I am working on a 200-samples RNASeq dataset and I planned to use tin.py to calculate the TIN which calculates the integrity of transcripts in your sample. The script was firstly puplished in 2016 to normalize counts accounting for biases generated by RNA degradation (the manuscript is available here( TIN ).
Since my samples were FFPE embedded, from RNASeq data I observed different levels of degradation. Tin.py works with a bed12 comprised of all the transcripts and it calculates the TIN per transcript. The bed12 was generated from the GENCODE .gtf file (v39). My intention is to normalize counts for DE in dependence of the GENE, however multiple TINs per gene are generated (different transcripts).
In the paper they claimed to normalize for the median TIN among all transcripts belonging to the specific gene (Methods in the link above, Section: Normalizing gene level read counts using TIN metric). Assuming that not all the transcripts are expressed in the same way, it is reasonable to assume that some TINs may be under/over-estimated if I use the median among all isoforms to calculate the gene TIN ?

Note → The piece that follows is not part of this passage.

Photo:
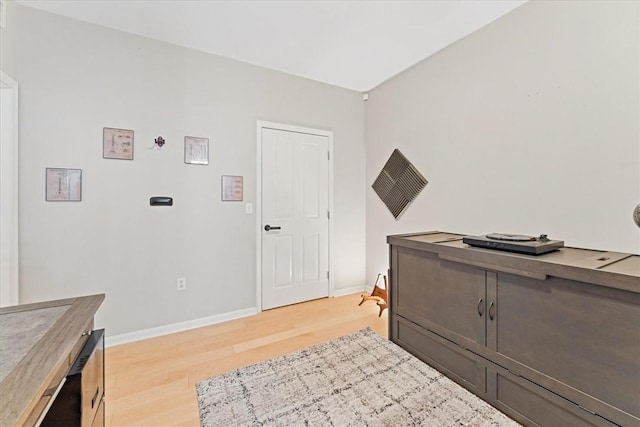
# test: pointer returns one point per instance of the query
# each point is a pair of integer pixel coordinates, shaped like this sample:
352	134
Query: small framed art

As far as I understood from the manuscript, the TIN is the percentage of nucleotides with a 'homogeneous' coverage per transcript. s it reasonable to use for TIN calculation a GENE-based bed resulting from the union of non-overlapping exons from all the isoforms from the same gene?
I tried with one sample but, as you can see from the image below, using the 'GENE' version of the bed (x axis, ENSG) reports lower TIN values per gene respect to the 'TRANSCRIPT' version (median TIN among all transcripts, y axis, ENST). It is possible that merging all transcripts would give too wide intervals for TIN calculation, thus falling in TIN underestimation. In this scenarion, the median TIN would buffer low-expressed isoforms.